# My shop in Sydney - pics fixed thanx Doghouse!



## Justin_F (Jun 16, 2005)

Hi, To stay true to my word (in the Introductions discussion) here are some snaps of my shop in Sydney. They are (in clockwise order), The lathe









The roller door








The Bandsaw, drill press, sander bench









The assembly area








I think what I am missing is a rack for the turning tools - I have a lathe mounted block of balckbutt to hold 8 of the frequently used ones but have many more sitting in the shavings under the lathe. I would love some suggestions from you all about how I might make a rack (and where to put it - on the wall behind the lathe?). I would love any feedback you might like to give...

PS: did you notice the fridge in the corner? I think you should have a few coldies to celebrate a particularly good finish! (One the rare occasion I get one!)

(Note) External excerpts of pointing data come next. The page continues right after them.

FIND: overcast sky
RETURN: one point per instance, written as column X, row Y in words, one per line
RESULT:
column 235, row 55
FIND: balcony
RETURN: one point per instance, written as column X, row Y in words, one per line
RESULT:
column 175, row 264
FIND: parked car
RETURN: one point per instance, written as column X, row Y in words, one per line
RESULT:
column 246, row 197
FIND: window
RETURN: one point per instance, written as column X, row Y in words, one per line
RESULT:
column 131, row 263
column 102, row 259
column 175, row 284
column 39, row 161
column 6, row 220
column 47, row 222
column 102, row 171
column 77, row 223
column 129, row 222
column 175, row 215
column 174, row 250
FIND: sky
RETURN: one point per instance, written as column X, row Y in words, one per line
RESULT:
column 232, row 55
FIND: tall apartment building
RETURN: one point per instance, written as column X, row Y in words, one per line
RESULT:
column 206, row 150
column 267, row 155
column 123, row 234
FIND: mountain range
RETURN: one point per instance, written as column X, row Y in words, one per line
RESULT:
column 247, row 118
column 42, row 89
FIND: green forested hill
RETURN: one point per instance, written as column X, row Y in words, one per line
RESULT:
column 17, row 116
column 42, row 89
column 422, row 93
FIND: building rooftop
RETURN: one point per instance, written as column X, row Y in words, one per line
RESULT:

Open to critique, always, and respectful of the knowledge lurking in cyberspace.


----------



## Darley (Jun 16, 2005)

Sorry, picture don't show up

Edit : BTW Welcome to the IAP


----------



## Justin_F (Jun 16, 2005)

Oooh man, after the grief Jeff went through to sign me up... I am scared to mention this! The photos seem to upload but still show as red crosses... [V]


----------



## Darley (Jun 16, 2005)

No worries reload them


----------



## Doghouse (Jun 16, 2005)

It looks like the names may be the problem.  Remove the spaces and use a smaller name that should do it.


----------



## 53Jim (Jun 16, 2005)

Hi Justin,
Welcome to the group.   You have asked for suggestions for holding your tools.   Last weekend I was at Harbor Freight and found some 'bungi cord' thingys for peg board.   My lathe is next to my radial arm saw, so I attached the peg board to the legs of the RA saw.   My digital camera su***, but my sister is in town for the weekend, I'll use her camera to post some pics of my set up, probably post them Saturday night.


----------



## swm6500 (Jun 16, 2005)

Nice looking shop Justin.


----------



## jvsank (Jun 16, 2005)

Shop looks nice


----------



## Darley (Jun 16, 2005)

Nice set up you got, like your shelve with all the blanks, I see some WA banksia nut too[8D]


----------



## Justin_F (Jun 16, 2005)

You are right about the Banksia nuts. You have a good eye - they are indeed WA. Do you use them?


----------



## Darley (Jun 17, 2005)

Yes for small boxes or dresser perfum atomiser


----------



## Doghouse (Jun 17, 2005)

Nice shop, very well organized!  Looks like mine after JudyB has been there all day.


----------



## Gerhard Christmann (Jun 18, 2005)

Hello Justin, hello woodturner

this toolrack whas a presend of an woodturnig friend. It follows my on a lot of shows in Germany and do a realy good job.http://de.msnusers.com/GerhardChristmann/werkstatt.msnw?action=ShowPhoto&PhotoID=44

Hope the pic will work,
best regards from sunny Germany
Gerhard Christmann


----------



## jdavis (Jun 24, 2005)

Nice compact shop


----------



## JimGo (Jun 24, 2005)

Nice shop!  Welcome to IAP!  Where in Syd are you?  I lived in Lane Cove for three weeks in 2000 during the Olympics, and spent a lot of time just outside the Olympic village.  For those who haven't been there, Sydney is a beautiful city with very frendly people.  I hope to get back some day and see more of the rest of the country, too!


----------



## scalawagtoo (Jun 25, 2005)

From one newbie to another, Welcome.
Nice shop!


----------



## Justin_F (Jun 27, 2005)

Thanks Gerhard! Thats a great rack. for anyone that hasnt looked - i suggest you do. Certainly puts my home made job to shame []





> _Originally posted by Gerhard Christmann_
> <br />Hello Justin, hello woodturner
> 
> this toolrack whas a presend of an woodturnig friend. It follows my on a lot of shows in Germany and do a realy good job.http://de.msnusers.com/GerhardChristmann/werkstatt.msnw?action=ShowPhoto&PhotoID=44
> ...


----------



## Justin_F (Jun 27, 2005)

Thanks Jim. im over the other side of the harbour from Lane Cove - at a place called Earlwood on the Cooks River. Glad to hear your kind description of Sydney - ive been to the States a couple of times but only got to touch the edges [V]. Justin.





> _Originally posted by JimGo_
> <br />Nice shop!  Welcome to IAP!  Where in Syd are you?  I lived in Lane Cove for three weeks in 2000 during the Olympics, and spent a lot of time just outside the Olympic village.  For those who haven't been there, Sydney is a beautiful city with very frendly people.  I hope to get back some day and see more of the rest of the country, too!


----------



## Mac In Oak Ridge (Jun 29, 2005)

Photos have been tampered with.  We all know that everything in Australia is upside down!


----------